To think of retaking the horses was next to a hopeless task. Perhaps they had been gone half an hour—long enough for an Indian to have led them beyond hearing and then galloped several miles.
“What will Cody think?” was the thought uppermost in Hickok’s mind. “He’ll think I went to sleep and let the redskins get away with the horses without so much as ‘by your leave.’”
And then the plainsman’s mind was settled.
“I’ll bring those horses or I’ll never come back,” he said in a low tone, for all the Laramie man’s determination was aroused.

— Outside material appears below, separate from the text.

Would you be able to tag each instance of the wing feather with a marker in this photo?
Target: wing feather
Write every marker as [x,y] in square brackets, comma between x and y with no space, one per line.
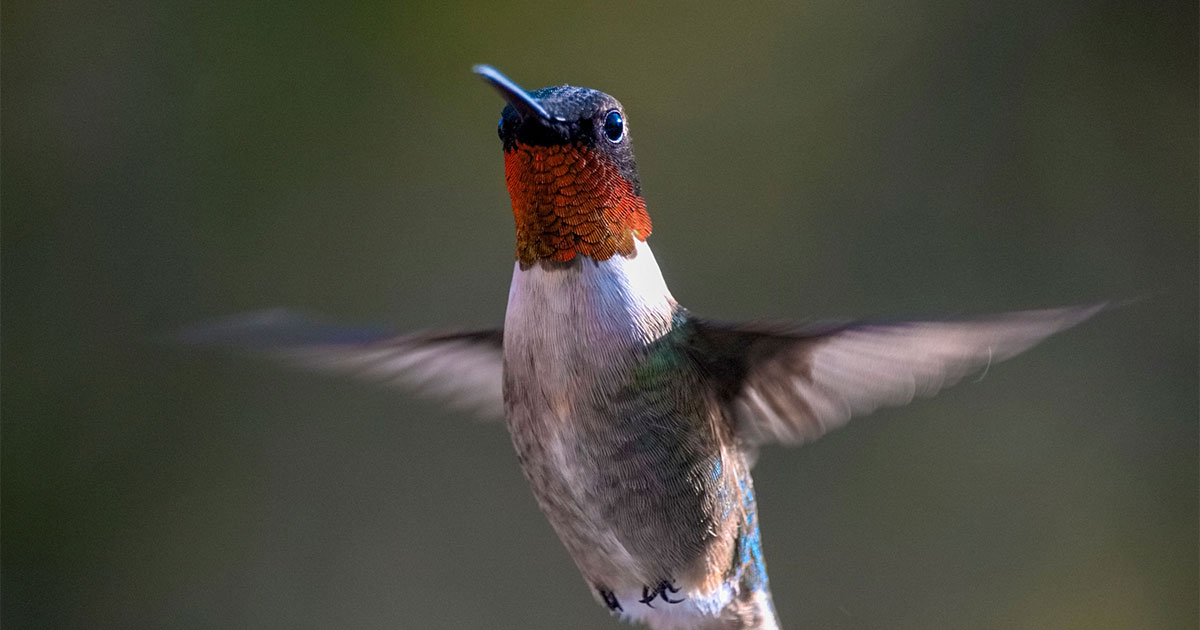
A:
[792,384]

He tore the lariat pin from the ground, pulled the piece of rope from the pin, and stuffed it into his pocket. He then searched for the other, found it, and served it in the same way.
“I won’t leave those telltale things behind,” he said.
At first Hickok attempted to pick up and follow the trail, but in the heavy pall of darkness he found that impossible, as he knew beforehand it would be. Then he started toward the nearest point where a signal light had flared. He proceeded carefully, aware that at any moment he might blunder upon a group of silent savages in the grass. Once a whirr at his side caused him to bound away from a cactus, where he had disturbed a rattler.
Frequently he stumbled in the open doorways of prairie-dog villages, and at another time a wriggling thing under his foot felt as large as a cat. It was probably a bull snake, which, cloyed with its early evening meal, had been taking a nap in the pathway of the lone plainsman.
After probably two hours of this, Hickok seemed to have reached the rim of a little valley, for there, seemingly far below him, were the twinkling fires of an Indian encampment.